From 1999 to 2020, more than 564,000 people in the U.S. died from an overdose involving any opioid, including prescriptions. Opioid use disorder and fatal overdoses in 2020 alone cost the U.S. $1.5 trillion in terms of health care, public safety, lost productivity, lower quality of life and lives lost. As of 2020, over 2.7 million people in the U.S. were suffering from opioid use disorder.
Many other drug companies have been sued for allegedly promoting the benefits of opioids and downplaying the risks. Purdue has faced the largest amount of litigation, however — thousands of lawsuits, including nearly every single U.S. state and more than 1,200 cities, counties and municipalities — because of OxyContin’s early dominance in the market. Hundreds of these lawsuits also explicitly named the Sacklers, the owners of Purdue Pharma, claiming that the family members were personally responsible for overseeing the misleading marketing of prescription painkillers and profiting immensely — to the tune of as much as $13 billion.

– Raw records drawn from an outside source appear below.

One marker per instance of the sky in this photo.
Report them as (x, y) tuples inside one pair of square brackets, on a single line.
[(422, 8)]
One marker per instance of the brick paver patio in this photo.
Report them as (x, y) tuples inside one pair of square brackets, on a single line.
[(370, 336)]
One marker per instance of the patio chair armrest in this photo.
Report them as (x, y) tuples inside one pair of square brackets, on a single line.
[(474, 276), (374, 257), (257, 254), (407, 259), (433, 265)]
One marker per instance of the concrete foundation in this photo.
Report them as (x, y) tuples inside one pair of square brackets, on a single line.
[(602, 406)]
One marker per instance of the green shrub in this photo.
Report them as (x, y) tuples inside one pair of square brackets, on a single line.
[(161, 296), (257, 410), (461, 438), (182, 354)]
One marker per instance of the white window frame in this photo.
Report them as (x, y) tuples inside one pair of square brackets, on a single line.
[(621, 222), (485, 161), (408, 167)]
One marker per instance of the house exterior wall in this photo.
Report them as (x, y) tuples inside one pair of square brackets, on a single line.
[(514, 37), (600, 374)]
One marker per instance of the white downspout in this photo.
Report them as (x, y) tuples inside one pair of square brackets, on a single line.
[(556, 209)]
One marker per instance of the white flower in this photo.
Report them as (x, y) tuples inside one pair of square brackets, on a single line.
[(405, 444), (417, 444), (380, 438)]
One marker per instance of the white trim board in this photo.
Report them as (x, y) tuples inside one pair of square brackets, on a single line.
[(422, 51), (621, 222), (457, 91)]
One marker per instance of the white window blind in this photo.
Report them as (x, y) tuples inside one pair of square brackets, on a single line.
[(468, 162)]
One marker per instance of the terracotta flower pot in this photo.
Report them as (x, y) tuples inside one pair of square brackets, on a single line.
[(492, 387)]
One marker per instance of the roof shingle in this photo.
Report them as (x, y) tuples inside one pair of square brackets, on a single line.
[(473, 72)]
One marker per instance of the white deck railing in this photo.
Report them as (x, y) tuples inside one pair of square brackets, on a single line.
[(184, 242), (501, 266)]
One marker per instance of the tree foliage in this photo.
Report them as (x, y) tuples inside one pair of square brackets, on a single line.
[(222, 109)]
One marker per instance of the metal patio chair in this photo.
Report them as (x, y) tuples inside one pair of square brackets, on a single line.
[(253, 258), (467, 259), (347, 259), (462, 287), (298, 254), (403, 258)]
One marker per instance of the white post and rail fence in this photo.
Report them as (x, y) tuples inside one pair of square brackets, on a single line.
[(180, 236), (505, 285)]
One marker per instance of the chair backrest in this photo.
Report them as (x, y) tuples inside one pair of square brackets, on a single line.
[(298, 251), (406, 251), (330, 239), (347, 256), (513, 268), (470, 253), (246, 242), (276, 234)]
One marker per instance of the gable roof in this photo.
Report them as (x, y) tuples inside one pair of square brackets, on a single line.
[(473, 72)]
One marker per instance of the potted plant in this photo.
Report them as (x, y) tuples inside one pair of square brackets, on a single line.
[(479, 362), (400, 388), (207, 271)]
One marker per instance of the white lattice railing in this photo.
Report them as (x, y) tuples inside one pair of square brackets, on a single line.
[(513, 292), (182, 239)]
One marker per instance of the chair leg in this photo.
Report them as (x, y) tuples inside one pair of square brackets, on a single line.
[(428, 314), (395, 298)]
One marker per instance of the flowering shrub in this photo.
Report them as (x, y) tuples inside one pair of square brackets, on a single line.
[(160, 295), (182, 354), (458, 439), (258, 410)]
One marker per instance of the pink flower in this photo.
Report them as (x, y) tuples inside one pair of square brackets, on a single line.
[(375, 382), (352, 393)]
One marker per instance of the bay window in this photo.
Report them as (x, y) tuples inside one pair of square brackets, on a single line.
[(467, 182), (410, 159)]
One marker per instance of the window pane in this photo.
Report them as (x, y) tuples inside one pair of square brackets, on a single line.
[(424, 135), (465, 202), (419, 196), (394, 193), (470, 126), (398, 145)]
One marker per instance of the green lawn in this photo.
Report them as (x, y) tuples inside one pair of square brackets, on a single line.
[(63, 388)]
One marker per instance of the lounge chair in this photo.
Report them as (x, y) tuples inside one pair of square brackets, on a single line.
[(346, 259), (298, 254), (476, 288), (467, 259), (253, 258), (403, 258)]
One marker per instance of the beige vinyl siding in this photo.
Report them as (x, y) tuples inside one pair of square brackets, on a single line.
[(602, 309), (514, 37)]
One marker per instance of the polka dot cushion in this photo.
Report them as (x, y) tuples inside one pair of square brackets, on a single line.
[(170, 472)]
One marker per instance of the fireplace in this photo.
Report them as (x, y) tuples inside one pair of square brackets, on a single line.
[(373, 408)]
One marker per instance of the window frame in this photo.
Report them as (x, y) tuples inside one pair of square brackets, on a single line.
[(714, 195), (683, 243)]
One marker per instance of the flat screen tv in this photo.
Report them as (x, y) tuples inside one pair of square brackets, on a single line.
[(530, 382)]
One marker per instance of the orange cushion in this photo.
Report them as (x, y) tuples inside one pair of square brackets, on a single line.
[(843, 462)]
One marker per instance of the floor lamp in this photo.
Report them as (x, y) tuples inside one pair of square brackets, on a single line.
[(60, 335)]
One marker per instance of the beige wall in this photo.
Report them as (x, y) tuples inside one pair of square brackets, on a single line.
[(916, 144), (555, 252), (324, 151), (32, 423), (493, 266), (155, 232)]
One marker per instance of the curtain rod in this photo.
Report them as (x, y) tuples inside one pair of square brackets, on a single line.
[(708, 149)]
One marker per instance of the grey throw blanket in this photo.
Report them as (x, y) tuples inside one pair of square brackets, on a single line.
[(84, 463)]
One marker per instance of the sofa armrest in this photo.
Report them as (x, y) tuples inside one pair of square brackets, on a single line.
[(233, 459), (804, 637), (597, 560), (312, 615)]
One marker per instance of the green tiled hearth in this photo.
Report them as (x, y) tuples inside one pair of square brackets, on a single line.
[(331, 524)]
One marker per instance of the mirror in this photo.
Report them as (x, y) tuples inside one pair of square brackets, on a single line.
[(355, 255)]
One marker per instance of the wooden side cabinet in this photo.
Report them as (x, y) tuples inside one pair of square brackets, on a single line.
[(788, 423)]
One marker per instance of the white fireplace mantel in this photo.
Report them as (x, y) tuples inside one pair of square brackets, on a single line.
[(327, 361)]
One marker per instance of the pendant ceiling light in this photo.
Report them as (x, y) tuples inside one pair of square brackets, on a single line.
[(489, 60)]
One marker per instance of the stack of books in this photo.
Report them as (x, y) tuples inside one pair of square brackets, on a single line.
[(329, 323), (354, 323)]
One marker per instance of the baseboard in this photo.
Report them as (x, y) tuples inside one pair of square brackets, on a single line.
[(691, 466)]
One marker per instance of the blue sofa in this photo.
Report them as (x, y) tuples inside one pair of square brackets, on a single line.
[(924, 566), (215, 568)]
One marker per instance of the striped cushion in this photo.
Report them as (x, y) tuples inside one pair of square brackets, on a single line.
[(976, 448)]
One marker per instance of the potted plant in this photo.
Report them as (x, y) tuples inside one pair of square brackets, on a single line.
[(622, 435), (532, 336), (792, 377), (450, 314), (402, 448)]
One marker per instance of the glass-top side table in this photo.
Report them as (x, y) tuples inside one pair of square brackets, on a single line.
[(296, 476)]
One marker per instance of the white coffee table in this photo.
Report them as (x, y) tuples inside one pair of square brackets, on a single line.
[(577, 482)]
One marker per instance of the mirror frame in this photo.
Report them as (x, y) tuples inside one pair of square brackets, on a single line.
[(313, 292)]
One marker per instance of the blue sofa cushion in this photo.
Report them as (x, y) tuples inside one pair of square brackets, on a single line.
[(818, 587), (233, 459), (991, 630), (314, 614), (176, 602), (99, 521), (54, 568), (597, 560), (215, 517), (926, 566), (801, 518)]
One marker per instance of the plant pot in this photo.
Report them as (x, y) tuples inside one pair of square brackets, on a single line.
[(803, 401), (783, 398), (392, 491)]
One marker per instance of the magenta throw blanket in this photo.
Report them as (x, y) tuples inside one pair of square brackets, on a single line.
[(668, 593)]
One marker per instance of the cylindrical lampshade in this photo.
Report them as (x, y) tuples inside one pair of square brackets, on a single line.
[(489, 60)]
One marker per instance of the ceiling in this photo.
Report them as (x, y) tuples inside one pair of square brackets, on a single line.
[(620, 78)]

While Purdue Pharma pleaded guilty to federal criminal charges twice, in 2007 and in 2020, the family behind the drug company has neither apologized nor acknowledged any wrongdoing, claiming it was unaware of the misconduct of its company’s executives. Sealed depositions obtained by ProPublica, however, include testimony from one family member who said he had approved of Purdue Pharma executives’ plan to let doctors inaccurately believe that OxyContin was less potent than morphine in order to boost sales.
This month’s documentary, “All the Beauty and the Bloodshed,” examines what accountability should look like for one of the wealthiest families in the U.S. It chronicles the life and work of photographer Nan Goldin, who used her status in the art world to call on prestigious art museums, many of whom have received millions of dollars in philanthropic donations from the Sacklers, to stop taking the family’s money and remove the Sackler name from their halls. The film follows Goldin, who survived her own near fatal overdose, as she stages protests at the same institutions that have supported her living as an artist.
“All the Beauty and the Bloodshed” is available to stream on Max and DirectTV Stream with a subscription and on Kanopy for some library card holders. It’s also available to buy or rent on Vudu, Apple TV and Prime Video.